To install from pip:
pip install othdrplot
To install from github:
git clone [email protected]:mbaudin47/othdrplot.git
cd othdrplot
python setup.py install
A short introduction to the algorithm is provided in the Introduction to high density region plots.
Several examples are available in the doc directory.
- a MatrixPlot example
- a HDRAlgorithm 2D example
- a HDRAlgorithm 3D example
- a ProcessHDR in 2D on the El-Nino data
- a ProcessHDR in 3D on the El-Nino data
- a ProcessHDR on logistic case
- a ProcessHDR on free fall case
- Rob J Hyndman and Han Lin Shang. Rainbow plots , bagplots and boxplots for functional data. Journal of Computational and Graphical Statistics, 19:29-45, 2009
Three classes are provided:
HighDensityRegionAlgorithm
: An algorithm to draw the density of a multivariate sample.ProcessHighDensityRegionAlgorithm
: An algorithm to compute and draw the density of a multivariate process sample.KarhunenLoeveDimensionReductionAlgorithm
: Simplifies the dimension reduction with Karhunen-Loève decomposition.
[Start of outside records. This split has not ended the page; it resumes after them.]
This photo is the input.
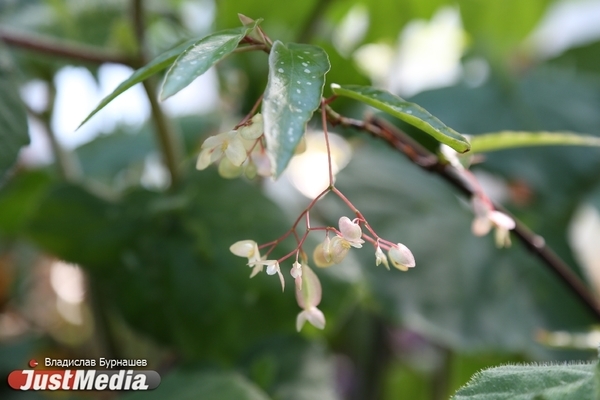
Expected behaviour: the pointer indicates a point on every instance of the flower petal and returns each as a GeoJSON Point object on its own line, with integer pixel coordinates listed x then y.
{"type": "Point", "coordinates": [380, 257]}
{"type": "Point", "coordinates": [235, 151]}
{"type": "Point", "coordinates": [502, 220]}
{"type": "Point", "coordinates": [281, 279]}
{"type": "Point", "coordinates": [481, 226]}
{"type": "Point", "coordinates": [320, 258]}
{"type": "Point", "coordinates": [351, 231]}
{"type": "Point", "coordinates": [204, 159]}
{"type": "Point", "coordinates": [315, 317]}
{"type": "Point", "coordinates": [253, 128]}
{"type": "Point", "coordinates": [300, 320]}
{"type": "Point", "coordinates": [213, 142]}
{"type": "Point", "coordinates": [227, 170]}
{"type": "Point", "coordinates": [310, 293]}
{"type": "Point", "coordinates": [245, 248]}
{"type": "Point", "coordinates": [339, 249]}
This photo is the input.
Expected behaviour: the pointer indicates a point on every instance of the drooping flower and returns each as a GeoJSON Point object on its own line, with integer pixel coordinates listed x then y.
{"type": "Point", "coordinates": [253, 128]}
{"type": "Point", "coordinates": [308, 298]}
{"type": "Point", "coordinates": [380, 257]}
{"type": "Point", "coordinates": [351, 231]}
{"type": "Point", "coordinates": [338, 249]}
{"type": "Point", "coordinates": [401, 257]}
{"type": "Point", "coordinates": [227, 143]}
{"type": "Point", "coordinates": [296, 273]}
{"type": "Point", "coordinates": [248, 249]}
{"type": "Point", "coordinates": [486, 218]}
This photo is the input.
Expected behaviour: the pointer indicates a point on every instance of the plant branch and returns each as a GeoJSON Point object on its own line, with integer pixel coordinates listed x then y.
{"type": "Point", "coordinates": [399, 140]}
{"type": "Point", "coordinates": [168, 138]}
{"type": "Point", "coordinates": [62, 48]}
This is an algorithm to draw the density of a multivariate sample.
- Compute the minimum levelset associated with the sample.
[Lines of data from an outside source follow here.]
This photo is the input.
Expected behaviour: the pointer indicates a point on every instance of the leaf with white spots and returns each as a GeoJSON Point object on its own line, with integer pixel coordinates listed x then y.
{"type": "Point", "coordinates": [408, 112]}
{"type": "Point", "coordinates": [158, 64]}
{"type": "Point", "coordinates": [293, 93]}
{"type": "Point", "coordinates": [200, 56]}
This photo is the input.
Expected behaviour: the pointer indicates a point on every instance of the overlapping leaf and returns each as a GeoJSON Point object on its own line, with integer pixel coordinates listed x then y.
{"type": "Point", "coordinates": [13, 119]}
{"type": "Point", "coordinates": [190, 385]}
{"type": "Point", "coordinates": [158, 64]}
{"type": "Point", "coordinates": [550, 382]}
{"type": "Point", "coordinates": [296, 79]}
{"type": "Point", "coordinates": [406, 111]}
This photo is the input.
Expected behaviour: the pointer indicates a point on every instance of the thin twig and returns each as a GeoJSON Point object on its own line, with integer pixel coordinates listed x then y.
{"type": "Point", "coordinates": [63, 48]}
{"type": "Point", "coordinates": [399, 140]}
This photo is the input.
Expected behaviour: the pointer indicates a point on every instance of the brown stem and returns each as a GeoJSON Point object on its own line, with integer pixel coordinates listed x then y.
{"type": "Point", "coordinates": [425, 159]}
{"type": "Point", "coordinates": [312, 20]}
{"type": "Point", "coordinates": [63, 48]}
- Plots the required minimum level sets and the outliers.
- Compute and draw the inliers and the outliers, based on the
MatrixPlot
. - The main ingredient is distribution of the sample, which is required.
The basic method to estimate this distribution is kernel smoothing, but any other method can be used, such as a gaussian mixture for example.
This is an algorithm to draw the density of a process sample.
- Plots the trajectories in the physical space.
- Plots the projection of the trajectories in the reduced space, based on the
HighDensityRegionAlgorithm
. - The main ingredients are the dimension reduction method and the method to estimate the density in the reduced space.
In the current implementation, the dimension reduction can be provided on the Karhunen-Loeve decomposition (but other methods can be used). The method to estimate the density in the reduced space can be the kernel smoothing estimator or any other density estimation method (e.g. a Gaussian mixture).